Un PE classe normale, 11ème échelon, pourrait avoir une augmentation de 37,04 €/ mois (traitement brut). Mais, aussi, une augmentation de son prélèvement pour pension civile de 55,24 € /mois. En effet, les contre-réformes successives des retraites, en plus de repousser l’âge légal de départ à la retraite et la durée de cotisation, ont augmenté le taux des retenues pour pension civile : 9,54% du traitement brut actuellement, pour atteindre 11,10% progressivement d’ici 2020 (décret 2015-1531 du 17 décembre 2014).
Si bien que le même PE au 11e échelon verrait son prélèvement pour pension civile augmenter de 55,24 € par mois.
En termes de traitement net sur la fiche de paie, les calculs sont vite faits : +37,04 € – 55,24 € = – 18,20 € (oui, en moins) à la fin du mois par rapport à l’existant.
Au final, ce serait – 18,20 €… Les chiffres parlent d’eux-mêmes !
Dès lors comment croire encore que l’objectif du protocole est la revalorisation des salaires comme cela nous est expliqué ici ou là par certaines organisations syndicales pour justifier leur éventuelle signature ?
Les constats sont sans appel :
1 La perte du pouvoir d’achat depuis le gel du point d’indice en 2010 (-8%) n’est pas compensée par les propositions gouvernementales (malgré la propagande ministérielle). Avec l’augmentation du prélèvement vieillesse, le salaire net des fonctionnaires continuera même à baisser.
2 Cette fausse revalorisation s’accompagnerait d’un allongement inacceptable des durées de carrière (qui autofinancerait cette soi-disant revalorisation) et qui aurait pour conséquence de baisser encore plus les pensions.
3 Rien n’est prévu pour améliorer la situation des les agents en place et pour améliorer les conditions de travail.
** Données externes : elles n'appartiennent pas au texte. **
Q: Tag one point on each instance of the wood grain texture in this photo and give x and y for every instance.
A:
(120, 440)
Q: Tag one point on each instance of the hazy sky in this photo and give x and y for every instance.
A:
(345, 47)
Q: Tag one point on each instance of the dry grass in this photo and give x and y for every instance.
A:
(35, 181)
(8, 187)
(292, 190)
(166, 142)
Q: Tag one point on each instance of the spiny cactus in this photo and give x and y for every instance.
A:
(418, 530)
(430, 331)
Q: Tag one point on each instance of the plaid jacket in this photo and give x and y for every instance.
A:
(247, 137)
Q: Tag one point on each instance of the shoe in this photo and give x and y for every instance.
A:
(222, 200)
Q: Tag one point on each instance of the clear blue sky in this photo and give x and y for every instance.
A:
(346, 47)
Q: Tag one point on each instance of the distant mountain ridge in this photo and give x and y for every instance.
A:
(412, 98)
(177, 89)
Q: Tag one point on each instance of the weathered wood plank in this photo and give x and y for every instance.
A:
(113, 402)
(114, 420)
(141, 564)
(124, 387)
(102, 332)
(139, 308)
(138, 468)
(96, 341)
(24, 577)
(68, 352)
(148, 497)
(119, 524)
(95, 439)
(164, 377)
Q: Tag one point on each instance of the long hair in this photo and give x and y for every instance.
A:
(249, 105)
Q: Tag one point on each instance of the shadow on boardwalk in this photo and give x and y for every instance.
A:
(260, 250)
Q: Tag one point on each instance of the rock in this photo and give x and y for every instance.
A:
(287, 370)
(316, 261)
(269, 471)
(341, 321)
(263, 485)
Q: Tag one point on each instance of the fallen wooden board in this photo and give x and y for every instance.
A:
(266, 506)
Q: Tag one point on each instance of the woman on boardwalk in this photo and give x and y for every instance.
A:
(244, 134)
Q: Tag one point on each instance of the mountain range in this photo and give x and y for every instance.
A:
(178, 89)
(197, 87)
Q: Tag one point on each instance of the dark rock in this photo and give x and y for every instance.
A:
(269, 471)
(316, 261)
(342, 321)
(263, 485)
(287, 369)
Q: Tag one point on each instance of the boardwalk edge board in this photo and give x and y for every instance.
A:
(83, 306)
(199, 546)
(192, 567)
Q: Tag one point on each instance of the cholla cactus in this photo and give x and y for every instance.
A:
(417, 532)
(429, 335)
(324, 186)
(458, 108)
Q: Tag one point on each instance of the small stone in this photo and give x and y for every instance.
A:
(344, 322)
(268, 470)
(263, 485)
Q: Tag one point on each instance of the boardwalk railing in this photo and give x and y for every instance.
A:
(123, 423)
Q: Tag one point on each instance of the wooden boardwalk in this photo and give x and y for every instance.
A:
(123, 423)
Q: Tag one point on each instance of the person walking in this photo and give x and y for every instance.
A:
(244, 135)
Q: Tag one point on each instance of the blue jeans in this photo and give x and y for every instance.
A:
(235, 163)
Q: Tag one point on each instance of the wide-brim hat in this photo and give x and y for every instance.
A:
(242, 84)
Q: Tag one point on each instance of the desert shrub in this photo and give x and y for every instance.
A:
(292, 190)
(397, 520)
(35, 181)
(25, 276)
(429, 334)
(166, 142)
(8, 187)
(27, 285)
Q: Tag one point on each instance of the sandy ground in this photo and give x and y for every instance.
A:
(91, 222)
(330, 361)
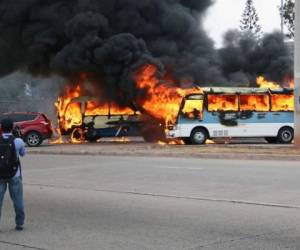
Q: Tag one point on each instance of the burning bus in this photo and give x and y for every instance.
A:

Pire, le cœur de cet accord permettrait de fusionner les corps, et donc les missions, pour, par exemple, permettre indifféremment que les enseignants du primaire puisse enseigner en collège, et vice versa.
4 L’intégration d’une part des primes dans le traitement est insignifiante : entre 3 et 9 points d’indice, soit entre 12€ et 36€ à la retraite.
5 La longueur du calendrier de mise en œuvre des mesures salariales est inadmissible car non seulement les miettes accordées le seront à l’horizon 2020, mais en plus le gouvernement ne peut rien garantir après 2017.
Voilà pourquoi, après avoir consulté leurs instances respectives, les fédérations syndicales de fonctionnaires Force Ouvrière de l’État, de la Fonction publique hospitalière et de la Fonction publique territoriale ont décidé de ne pas signer le protocole d’accord « Avenir de la Fonction publique – Parcours professionnels, carrières et rémunérations » proposé par la ministre de la Fonction publique, Marylise Lebranchu, au nom du gouvernement.
Les revendications FO demeurent :
• Aucune remise en cause de notre statut de fonctionnaire d’État,
• Augmentation de 8% du point d’indice et attribution uniforme de 50 points sur l’ensemble de la grille indiciaire,
• Abandon de la réforme territoriale.